Grazie Paolo ;) Ti anticipo già che il tema bolla sarà oggetto di ulteriori articoli. Pur riconoscendo l’enorme valore della Rete e della rivoluzione in atto a tutti i livelli (economico, sociale, produttivo, relazionale) non posso non accorgermi di una certa atmosfera troppo ottimista e “furba” ... I sintomi ci sono, ho avuto occasione di parlarne (qui e altrove) in un paio di occasioni.
Quanto alla questione europea, la mia è solo un’ipotesi. Visto che abbiamo un commissario Ue così attento al web, sarebbe bello poter contare su una politica europea volta a sostenere le reti sociali a tutti i livelli, creando così opportunità economiche, culturali ecc ecc. Siamo però nel dominio delle ipotesi e non c’è alcuna certezza che le cose andranno così.

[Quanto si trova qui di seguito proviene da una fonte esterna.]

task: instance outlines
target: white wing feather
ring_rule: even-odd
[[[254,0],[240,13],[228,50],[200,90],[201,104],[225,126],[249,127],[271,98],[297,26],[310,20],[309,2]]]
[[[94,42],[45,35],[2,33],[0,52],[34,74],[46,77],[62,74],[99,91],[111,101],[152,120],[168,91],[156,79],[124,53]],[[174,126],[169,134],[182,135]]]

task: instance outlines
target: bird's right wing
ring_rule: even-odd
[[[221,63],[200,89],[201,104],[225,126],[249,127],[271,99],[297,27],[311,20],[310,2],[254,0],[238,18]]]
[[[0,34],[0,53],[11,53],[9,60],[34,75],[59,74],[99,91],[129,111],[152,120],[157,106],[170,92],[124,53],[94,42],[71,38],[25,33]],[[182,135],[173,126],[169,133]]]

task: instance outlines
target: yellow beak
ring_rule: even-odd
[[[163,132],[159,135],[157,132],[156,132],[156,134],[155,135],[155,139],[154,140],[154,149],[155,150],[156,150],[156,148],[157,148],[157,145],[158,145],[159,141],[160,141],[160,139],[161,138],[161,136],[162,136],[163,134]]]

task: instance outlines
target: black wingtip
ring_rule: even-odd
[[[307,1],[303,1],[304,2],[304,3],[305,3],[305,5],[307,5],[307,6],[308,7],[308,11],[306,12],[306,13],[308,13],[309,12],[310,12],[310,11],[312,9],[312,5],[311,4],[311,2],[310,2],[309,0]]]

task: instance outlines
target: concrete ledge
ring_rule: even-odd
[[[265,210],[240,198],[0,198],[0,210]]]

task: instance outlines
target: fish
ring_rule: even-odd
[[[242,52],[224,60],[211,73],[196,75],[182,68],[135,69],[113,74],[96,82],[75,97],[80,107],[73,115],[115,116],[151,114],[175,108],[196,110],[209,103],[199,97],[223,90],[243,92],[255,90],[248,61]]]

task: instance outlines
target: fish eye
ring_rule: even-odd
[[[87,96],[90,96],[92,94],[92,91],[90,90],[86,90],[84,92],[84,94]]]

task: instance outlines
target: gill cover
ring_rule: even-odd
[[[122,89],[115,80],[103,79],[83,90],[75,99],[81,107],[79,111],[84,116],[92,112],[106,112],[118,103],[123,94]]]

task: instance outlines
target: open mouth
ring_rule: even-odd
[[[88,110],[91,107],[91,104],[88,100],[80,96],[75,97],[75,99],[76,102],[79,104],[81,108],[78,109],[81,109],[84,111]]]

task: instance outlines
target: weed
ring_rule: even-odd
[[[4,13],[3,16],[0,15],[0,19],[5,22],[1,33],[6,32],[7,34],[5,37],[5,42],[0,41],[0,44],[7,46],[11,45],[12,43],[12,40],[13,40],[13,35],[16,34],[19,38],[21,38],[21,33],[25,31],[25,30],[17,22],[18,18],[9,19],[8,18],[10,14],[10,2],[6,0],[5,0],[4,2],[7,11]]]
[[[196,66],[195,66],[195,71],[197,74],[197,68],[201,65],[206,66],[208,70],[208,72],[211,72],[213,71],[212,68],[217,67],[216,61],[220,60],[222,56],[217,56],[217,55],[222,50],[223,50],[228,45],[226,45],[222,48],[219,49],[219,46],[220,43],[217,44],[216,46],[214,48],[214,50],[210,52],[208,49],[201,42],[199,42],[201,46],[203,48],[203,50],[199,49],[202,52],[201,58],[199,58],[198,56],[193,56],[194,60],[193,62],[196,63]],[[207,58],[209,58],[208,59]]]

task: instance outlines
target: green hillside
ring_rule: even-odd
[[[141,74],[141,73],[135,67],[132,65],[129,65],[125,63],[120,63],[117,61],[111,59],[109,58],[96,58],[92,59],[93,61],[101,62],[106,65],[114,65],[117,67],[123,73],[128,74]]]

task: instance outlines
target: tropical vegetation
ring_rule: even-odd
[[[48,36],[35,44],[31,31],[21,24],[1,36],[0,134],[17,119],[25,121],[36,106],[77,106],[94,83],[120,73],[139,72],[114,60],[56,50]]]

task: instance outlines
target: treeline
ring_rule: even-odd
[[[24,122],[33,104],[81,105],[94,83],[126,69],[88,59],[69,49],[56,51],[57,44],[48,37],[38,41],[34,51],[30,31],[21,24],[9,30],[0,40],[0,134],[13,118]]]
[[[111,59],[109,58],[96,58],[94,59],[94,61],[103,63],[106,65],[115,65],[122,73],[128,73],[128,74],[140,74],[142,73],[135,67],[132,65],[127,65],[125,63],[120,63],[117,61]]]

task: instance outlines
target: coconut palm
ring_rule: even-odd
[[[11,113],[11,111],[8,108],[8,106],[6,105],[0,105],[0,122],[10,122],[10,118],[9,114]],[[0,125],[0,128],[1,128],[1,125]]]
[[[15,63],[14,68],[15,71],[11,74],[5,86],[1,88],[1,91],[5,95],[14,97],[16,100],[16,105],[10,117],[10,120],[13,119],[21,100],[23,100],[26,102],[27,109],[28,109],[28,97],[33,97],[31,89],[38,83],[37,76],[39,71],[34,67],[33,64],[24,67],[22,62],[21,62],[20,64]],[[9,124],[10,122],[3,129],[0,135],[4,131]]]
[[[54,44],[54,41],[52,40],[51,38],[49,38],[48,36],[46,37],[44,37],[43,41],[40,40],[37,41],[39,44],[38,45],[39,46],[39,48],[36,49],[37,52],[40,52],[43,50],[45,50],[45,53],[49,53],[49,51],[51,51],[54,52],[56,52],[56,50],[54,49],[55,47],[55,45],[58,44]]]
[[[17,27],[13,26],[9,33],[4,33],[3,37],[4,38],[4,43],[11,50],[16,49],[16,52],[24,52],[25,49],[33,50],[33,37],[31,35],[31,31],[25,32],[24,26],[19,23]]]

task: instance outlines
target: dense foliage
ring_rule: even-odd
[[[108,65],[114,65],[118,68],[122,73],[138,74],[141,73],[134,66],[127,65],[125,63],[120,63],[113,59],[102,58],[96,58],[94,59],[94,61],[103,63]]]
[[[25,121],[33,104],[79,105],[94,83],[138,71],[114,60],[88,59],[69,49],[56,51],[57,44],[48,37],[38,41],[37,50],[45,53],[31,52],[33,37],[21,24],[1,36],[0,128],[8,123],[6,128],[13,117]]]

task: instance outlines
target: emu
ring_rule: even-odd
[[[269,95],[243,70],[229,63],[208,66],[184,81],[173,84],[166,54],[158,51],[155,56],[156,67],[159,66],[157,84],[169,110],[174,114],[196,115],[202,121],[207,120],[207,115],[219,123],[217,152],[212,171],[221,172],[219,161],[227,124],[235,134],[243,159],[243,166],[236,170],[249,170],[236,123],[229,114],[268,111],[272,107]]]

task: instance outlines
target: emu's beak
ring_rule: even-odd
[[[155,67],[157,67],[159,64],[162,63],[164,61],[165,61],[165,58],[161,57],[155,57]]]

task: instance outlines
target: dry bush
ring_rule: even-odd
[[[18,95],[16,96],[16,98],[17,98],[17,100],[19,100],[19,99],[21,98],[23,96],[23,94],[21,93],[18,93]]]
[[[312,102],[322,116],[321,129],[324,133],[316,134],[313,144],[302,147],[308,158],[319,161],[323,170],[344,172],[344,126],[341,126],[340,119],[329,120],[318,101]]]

Chiudo con un dubbio: è vero che le stime di crescita non vanno confuse con il benessere complessivo di un settore. È vero anche che il sistema economico/produttivo attuale impone una crescita continua come condizione base per la tenuta e la maturità: di un’impresa, di un settore, di un mercato, di uno Stato. Non basta essere stabili, bisogna crescere. E l’advertising online cresce, ma molto meno del previsto. Se si saprà far fronte a questo periodo molto critico – anche con modelli di business alternativi come quelli cui tu giustamente fai riferimento – si potrà parlare di maturità. In fin dei conti è un mercato nuovo, quindi ancora tutto da scoprire. Grazie ancora e a presto. :)

Ha ragione Paolo.
Dirò di più: calano le inserzioni 1.0 nei siti 2.0, e la cosa è ovvia: banner et similia non sono strumenti relazionali.